Iranian threats against U.S. forces, particularly in Iraq, have grown in recent weeks after a months-long lull due to the coronavirus pandemic, which pummeled senior Iranian leaders and ordinary civilians alike. Tensions between Washington and Tehran nearly erupted into all-out conflict in January, after a U.S. drone strike killed a top Iranian general, Qassem Soleimani, as he visited Baghdad. Iran retaliated by firing a barrage of Iranian ballistic missiles at two bases housing U.S. troops in Iraq, causing dozens to suffer traumatic brain injuries. Tehran has said it plans more revenge.

At the time, Pompeo said that by killing Soleimani, the United States had restored “deterrence” against Iran. In the months since, however, that claim has also come into question, with the threats against the U.S. Embassy in Baghdad being the latest test.

The U.S.-led coalition fighting the Islamic State in Iraq and Syria has seen an uptick in small-scale attacks against the Iraqi Security Forces in the last calendar year, though there has been no similar increase in larger, “catastrophic” incidents, said coalition spokesperson Col. Wayne Marotto. The armed groups, believed to be backed by Iran, are attacking Iraqi civilians as well as ISF sites, he said.

"We have had more indirect fire attacks around and against our bases the first half of this year than we did the first half of last year," Gen. Frank McKenzie, the commander of the U.S. Central Command, said recently, though he noted the attacks have not hit their targets.

Asked for details and comments about the U.S. plans for the embassy, including whether Pompeo has Benghazi on his mind, a spokesperson for the State Department declined to discuss the secretary’s private conversations.

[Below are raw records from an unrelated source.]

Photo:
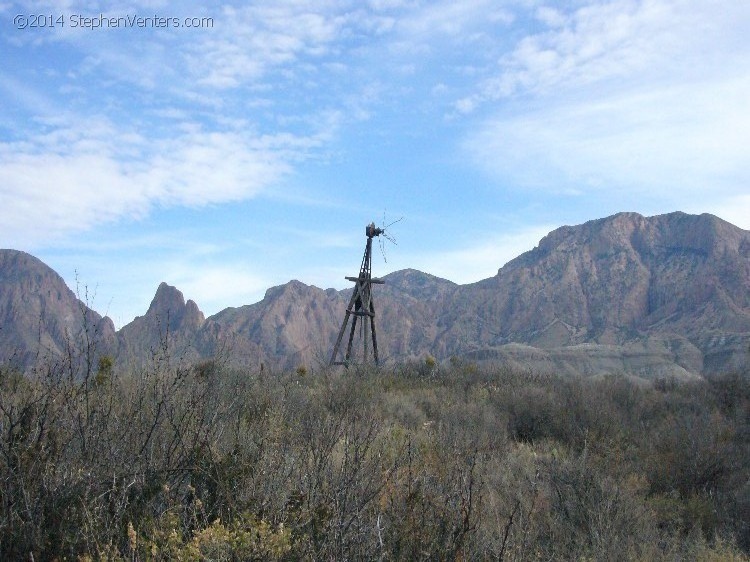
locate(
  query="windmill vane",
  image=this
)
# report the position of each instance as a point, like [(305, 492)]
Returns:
[(361, 305)]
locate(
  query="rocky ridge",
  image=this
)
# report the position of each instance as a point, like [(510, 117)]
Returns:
[(646, 296)]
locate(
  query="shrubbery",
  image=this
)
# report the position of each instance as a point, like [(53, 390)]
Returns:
[(414, 462)]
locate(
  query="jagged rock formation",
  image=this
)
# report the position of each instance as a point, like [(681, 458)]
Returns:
[(648, 296), (40, 317), (675, 281), (177, 330)]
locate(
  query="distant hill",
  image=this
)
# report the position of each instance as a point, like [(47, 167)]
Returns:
[(646, 296), (40, 317)]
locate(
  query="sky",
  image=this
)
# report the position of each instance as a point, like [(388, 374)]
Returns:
[(226, 149)]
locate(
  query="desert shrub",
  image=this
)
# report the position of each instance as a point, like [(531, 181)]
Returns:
[(181, 461)]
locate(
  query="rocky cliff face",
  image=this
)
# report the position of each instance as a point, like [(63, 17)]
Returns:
[(649, 296), (614, 281), (40, 317)]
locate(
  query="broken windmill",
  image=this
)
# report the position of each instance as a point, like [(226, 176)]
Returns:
[(361, 307)]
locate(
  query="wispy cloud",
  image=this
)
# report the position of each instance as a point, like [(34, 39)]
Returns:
[(646, 96), (479, 260), (92, 173)]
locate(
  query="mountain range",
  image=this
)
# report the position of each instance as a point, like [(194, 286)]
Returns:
[(667, 295)]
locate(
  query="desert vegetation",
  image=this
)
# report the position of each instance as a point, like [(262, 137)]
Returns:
[(419, 461)]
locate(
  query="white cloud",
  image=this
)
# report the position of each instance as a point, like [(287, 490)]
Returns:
[(87, 174), (478, 261)]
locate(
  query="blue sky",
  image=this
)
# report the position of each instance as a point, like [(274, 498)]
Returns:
[(252, 150)]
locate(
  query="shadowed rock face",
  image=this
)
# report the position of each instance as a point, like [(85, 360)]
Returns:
[(39, 315), (649, 296)]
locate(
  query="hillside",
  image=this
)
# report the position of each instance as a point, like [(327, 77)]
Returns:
[(647, 296)]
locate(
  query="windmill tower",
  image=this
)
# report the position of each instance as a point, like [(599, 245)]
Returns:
[(361, 307)]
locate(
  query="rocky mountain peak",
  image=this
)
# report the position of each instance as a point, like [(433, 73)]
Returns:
[(169, 302)]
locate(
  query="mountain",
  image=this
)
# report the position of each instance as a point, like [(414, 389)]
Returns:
[(177, 330), (648, 296), (40, 317), (676, 281)]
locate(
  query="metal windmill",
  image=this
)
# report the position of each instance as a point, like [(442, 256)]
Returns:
[(361, 306)]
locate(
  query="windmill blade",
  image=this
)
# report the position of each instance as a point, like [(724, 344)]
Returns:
[(382, 248)]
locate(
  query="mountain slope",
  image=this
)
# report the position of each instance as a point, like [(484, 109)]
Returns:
[(40, 317), (663, 295), (612, 281)]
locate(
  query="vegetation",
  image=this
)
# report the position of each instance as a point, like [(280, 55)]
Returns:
[(416, 462)]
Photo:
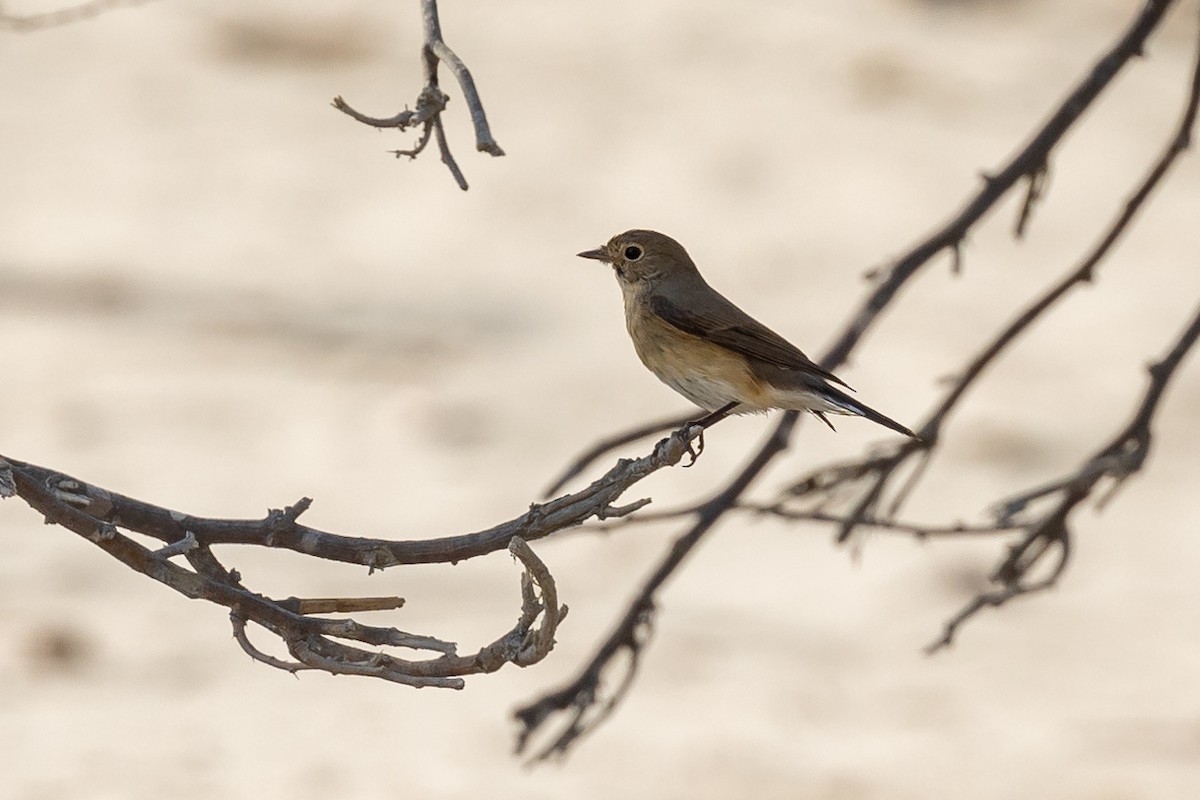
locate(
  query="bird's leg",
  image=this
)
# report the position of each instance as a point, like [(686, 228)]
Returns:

“However, the United States will not tolerate threats to our men and women serving abroad and we will not hesitate to take any action we deem necessary to keep our personnel safe,” the spokesperson said in a statement. “We have made the point before that the actions of lawless Iran-backed militias remains the single biggest deterrent to stability in Iraq. It is unacceptable for Iran-backed groups to launch rockets at our embassy, attack American and other diplomats, and threaten law and order in Iraq.”

U.S. officials allege that Iran’s political and military influence in Iraq goes too far, putting American lives at risk. But every U.S. move to undercut Iran in Iraq risks a bloody reaction. In late December, for instance, after a U.S. airstrike on a militia aligned with Iran, dozens of militiamen and their backers broke into the U.S. embassy compound in Baghdad, setting fire to a reception area. In fall 2018, Pompeo ordered the closure of the U.S. consulate in the southern Iraqi city of Basra, citing threats from Iran.

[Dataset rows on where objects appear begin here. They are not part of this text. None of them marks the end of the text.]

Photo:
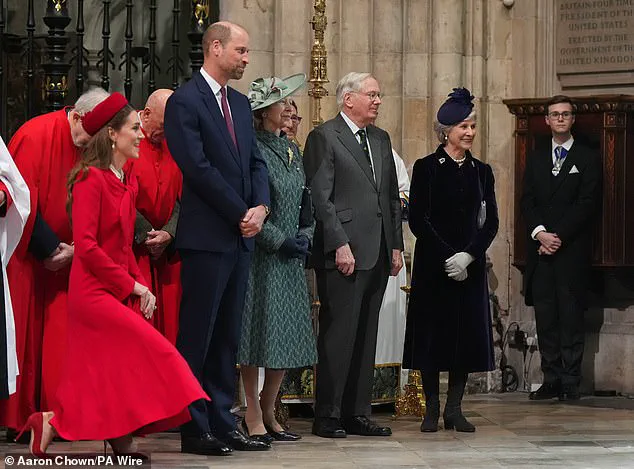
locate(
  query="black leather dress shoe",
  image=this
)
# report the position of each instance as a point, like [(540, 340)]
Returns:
[(264, 437), (326, 427), (238, 441), (569, 393), (283, 435), (205, 444), (545, 391), (361, 425)]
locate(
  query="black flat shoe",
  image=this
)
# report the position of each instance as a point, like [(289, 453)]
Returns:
[(284, 435), (264, 438)]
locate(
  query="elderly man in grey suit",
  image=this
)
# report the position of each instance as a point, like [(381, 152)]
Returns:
[(357, 245)]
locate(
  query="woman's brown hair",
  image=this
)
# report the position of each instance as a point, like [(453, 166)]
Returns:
[(98, 154)]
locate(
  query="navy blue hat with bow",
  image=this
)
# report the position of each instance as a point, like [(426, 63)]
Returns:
[(456, 108)]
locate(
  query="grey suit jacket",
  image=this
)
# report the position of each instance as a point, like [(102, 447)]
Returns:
[(350, 206)]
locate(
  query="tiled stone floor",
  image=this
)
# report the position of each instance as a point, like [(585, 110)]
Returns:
[(511, 433)]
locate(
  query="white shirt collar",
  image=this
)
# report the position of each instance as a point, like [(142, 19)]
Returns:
[(119, 173), (567, 144), (213, 84), (353, 127)]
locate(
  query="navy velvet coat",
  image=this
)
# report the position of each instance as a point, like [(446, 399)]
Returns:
[(449, 322)]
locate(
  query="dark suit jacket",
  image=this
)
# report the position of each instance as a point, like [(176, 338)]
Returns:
[(564, 204), (220, 182), (350, 207)]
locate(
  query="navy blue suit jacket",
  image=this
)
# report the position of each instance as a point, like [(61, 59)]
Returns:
[(220, 182)]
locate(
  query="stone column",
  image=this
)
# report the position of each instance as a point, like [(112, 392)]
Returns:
[(447, 50), (387, 64), (258, 18), (417, 77), (293, 41)]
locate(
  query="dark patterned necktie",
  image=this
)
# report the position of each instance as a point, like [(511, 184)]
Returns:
[(225, 111), (364, 144), (560, 156)]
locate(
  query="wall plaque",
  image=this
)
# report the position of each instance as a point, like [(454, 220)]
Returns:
[(595, 42)]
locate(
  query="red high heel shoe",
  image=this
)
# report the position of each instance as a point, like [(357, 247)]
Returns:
[(35, 424)]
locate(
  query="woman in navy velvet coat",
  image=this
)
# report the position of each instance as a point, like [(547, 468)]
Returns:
[(449, 321)]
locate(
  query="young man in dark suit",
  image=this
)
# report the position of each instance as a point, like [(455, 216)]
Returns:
[(357, 245), (562, 192), (209, 131)]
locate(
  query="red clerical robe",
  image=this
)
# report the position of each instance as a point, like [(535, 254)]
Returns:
[(160, 186), (44, 153)]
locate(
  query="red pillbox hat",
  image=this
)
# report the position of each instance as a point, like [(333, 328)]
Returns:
[(94, 120)]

Iraqi leaders note they’re the ones who inhabit the region, and that the U.S. needs to calibrate its moves against their neighbor. The Trump administration’s decision to kill Soleimani infuriated many top Iraqis and led to calls for Iraq to expel U.S. troops.

The Iraq analyst argued that a U.S. decision to shutter the embassy would be “crazy” because it might look like Iran had successfully pushed America out. “This is the posthumous victory of Qassem Soleimani,” the analyst said, referring to the late Iranian general, who oversaw much of Iran’s military activity beyond its borders.

Pregent disagreed. He said the real rationale behind the embassy closure threat was to get Iraqi officials to stand up to the militias, and in effect the Iranians. Besides, he argued, Iran doesn’t necessarily want the U.S. to end ties with Iraq because it relies on Iraq as an economic lifeline. An Iraq without U.S. support damages Iran, he said.

He admitted, however, that closing the embassy is a gamble.

“This may be an accidental stupid move by the administration,” Pregent said. “I like it, because it’s a leverage play, but they may not know what they’re doing.”